La cittadina conserva tuttora l'impronta medioevale.
Mura tre-quattrocentesche circondano il vecchio incasato, con elementi di
pregevole fattura.
Il primo insediamento, forse pagus del vicino vicus di Rapagnano, sorse vicino
alla Turris patritia, databile intorno al VI sec. ed oggi scomparsa, che solo in
periodo carolingio cominciò ad assumere il nome di San Patrizio.
Elevata alla dignità di comune, intorno al 1258 fu ceduto a Fermo da Manfredi
e nel 1301 cercò inutilmente di costituirsi come comune libero. In epoca
rinascimentale, fu sottomessa al duca Valentino, figlio di papa Alessandro
Borgia.
Nel 1443, schieratosi con Francesco Sforza, fu distrutto dalle milizie pontificie.

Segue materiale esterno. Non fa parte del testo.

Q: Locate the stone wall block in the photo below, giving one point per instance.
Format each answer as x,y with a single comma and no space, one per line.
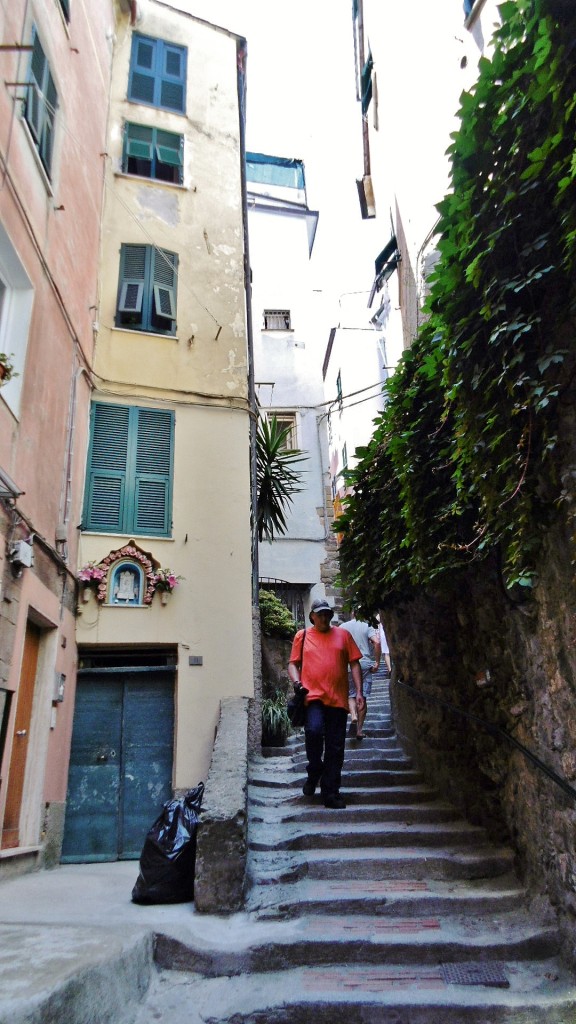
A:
220,856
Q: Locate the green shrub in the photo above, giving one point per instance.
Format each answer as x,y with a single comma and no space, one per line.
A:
276,724
276,619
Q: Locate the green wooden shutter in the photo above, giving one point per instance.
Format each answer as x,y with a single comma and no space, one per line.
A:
153,472
108,460
35,101
129,479
165,264
169,147
172,78
142,70
137,141
132,278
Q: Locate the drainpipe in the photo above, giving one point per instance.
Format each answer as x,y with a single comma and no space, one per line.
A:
242,52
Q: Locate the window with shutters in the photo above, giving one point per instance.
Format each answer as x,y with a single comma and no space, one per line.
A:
129,477
152,153
158,72
41,102
147,292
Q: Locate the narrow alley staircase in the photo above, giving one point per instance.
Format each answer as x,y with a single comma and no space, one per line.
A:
392,911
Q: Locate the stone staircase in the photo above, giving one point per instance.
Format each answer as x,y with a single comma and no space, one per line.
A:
392,911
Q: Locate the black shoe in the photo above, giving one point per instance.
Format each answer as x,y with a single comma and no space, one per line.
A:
335,803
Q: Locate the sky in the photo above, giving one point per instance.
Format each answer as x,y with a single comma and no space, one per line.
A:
301,103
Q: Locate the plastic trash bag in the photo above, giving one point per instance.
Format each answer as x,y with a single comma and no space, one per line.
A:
168,857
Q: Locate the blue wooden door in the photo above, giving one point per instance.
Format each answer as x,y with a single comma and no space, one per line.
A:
121,762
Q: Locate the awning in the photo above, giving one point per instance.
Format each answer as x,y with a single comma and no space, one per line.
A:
384,264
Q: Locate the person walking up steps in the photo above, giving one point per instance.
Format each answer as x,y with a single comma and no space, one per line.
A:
368,641
320,659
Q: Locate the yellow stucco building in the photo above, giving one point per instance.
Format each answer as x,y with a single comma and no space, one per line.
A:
168,465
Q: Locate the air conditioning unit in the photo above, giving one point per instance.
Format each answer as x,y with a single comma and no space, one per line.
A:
22,553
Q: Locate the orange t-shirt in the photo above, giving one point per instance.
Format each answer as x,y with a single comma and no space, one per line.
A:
325,664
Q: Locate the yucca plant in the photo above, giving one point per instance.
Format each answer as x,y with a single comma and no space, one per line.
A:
276,478
276,724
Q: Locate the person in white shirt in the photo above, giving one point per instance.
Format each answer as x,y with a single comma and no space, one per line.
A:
367,640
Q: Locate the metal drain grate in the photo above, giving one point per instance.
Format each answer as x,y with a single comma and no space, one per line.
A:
491,975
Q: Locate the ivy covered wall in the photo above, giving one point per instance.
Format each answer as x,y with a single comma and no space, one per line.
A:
461,525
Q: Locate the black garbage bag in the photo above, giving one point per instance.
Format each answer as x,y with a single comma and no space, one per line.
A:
168,857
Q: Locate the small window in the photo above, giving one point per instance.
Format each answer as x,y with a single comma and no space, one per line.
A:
152,153
277,320
41,102
158,74
287,421
147,293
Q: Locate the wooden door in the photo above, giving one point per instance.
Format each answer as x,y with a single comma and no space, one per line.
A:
121,762
21,739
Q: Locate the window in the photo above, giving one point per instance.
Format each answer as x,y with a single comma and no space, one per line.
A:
158,74
277,320
153,153
287,421
128,482
147,293
16,299
41,102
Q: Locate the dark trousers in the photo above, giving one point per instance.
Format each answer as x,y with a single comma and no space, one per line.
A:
325,732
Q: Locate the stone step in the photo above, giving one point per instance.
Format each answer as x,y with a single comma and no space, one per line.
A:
385,862
540,992
291,795
295,812
366,939
361,756
362,776
406,898
328,834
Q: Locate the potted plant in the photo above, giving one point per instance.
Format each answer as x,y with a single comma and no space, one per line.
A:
276,724
165,581
6,368
90,576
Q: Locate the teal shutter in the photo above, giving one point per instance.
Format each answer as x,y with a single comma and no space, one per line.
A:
108,461
158,73
132,279
129,476
35,101
169,147
172,78
41,102
142,70
165,264
137,141
153,472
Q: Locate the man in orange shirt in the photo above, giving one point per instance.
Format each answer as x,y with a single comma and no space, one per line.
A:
319,660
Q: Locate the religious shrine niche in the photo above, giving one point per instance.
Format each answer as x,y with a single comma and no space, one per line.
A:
129,577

Fu ricostruito due anni dopo a spese del comune di Fermo.
Conobbe alterne vicende storiche, purtroppo insanguinate da distruzioni, cercando
sempre di conservarsi a libero comune.
Le mura di fortificazione sono del sec. XV. Sul lato sud è la Porta da Sole ed
addossato alla cinta muraria è situato il Palazzo Comunale.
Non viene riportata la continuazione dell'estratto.